Martin McGuinness and Arlene Foster’s accountant says £6million in discounted credit may be loaned to private firms to kick start Ebrington as a quid pro quo for George Osborne’s £3.5billion dole-out to first time buyers in England in 2013.
Dr Mark Browne, accounting officer at the Office of First Minister and Deputy First Minister (OFMDFM), said the feasibility of the move is being considered.
He revealed £6m of ‘financial transactions capital’ (FTC) has been allocated to OFMDFM for the purpose of getting Ebrington going.
Dr Browne said: “The FTC was identified for the Department in the expectation that it may be possible to use it to develop the Ebrington site.

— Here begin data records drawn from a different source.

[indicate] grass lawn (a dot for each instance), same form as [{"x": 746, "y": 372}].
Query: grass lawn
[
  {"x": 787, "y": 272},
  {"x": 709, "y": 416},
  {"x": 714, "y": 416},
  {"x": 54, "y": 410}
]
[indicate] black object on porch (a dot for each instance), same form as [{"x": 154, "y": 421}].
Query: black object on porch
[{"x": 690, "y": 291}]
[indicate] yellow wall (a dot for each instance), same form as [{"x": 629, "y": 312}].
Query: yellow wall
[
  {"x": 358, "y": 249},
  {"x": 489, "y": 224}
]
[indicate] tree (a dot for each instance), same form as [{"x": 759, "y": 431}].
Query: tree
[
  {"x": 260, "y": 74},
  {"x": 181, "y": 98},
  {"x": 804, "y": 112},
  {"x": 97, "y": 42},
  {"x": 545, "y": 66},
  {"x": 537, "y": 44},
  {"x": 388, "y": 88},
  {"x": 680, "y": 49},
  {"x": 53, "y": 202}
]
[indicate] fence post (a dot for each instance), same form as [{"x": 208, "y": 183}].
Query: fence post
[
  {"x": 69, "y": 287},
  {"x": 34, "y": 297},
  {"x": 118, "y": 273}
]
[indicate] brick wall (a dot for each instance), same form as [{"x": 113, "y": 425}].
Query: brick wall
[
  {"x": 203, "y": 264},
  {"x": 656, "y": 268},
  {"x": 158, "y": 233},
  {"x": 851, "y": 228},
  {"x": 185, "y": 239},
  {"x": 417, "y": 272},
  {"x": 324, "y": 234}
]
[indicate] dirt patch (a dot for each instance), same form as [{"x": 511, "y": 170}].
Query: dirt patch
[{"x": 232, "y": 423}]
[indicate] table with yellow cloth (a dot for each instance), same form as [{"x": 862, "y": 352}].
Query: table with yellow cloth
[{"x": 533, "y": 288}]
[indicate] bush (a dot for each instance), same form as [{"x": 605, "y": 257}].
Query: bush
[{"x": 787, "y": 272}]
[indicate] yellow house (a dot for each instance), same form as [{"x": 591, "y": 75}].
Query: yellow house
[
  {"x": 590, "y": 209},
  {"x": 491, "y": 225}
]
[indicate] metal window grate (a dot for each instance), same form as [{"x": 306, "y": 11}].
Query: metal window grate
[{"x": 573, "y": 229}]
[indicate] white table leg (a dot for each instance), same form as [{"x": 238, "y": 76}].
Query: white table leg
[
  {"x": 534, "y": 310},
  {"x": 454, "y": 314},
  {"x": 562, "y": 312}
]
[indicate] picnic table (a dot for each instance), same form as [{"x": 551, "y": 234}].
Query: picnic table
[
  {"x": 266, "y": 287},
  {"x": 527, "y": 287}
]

“We are looking at that to see whether it is feasible. We have some concerns that that might not be the best way to do it, and we may need some conventional capital. We are looking into it at the moment.”
Dr Browne, who is Deputy Secretary of Finance, Strategic Planning and Social Change at OFMDFM, made the revelation during a recent briefing to the OFMDFM Committee at Stormont.
FTC involves Northern Ireland Departments loaning money or taking stakes in private firms in pursuit of recognised Governmental policies such as developing Ebrington.
The firms are eventually expected to pay back local Departments who in turn repay the Treasury a percentage of the original loan, keeping some of the difference.
The new funding mechanism was recently established because Mr Osborne’s help-to-buy home equity loan scheme - announced in 2013 - only applied in England and we’re owed it under the Barnett Formula.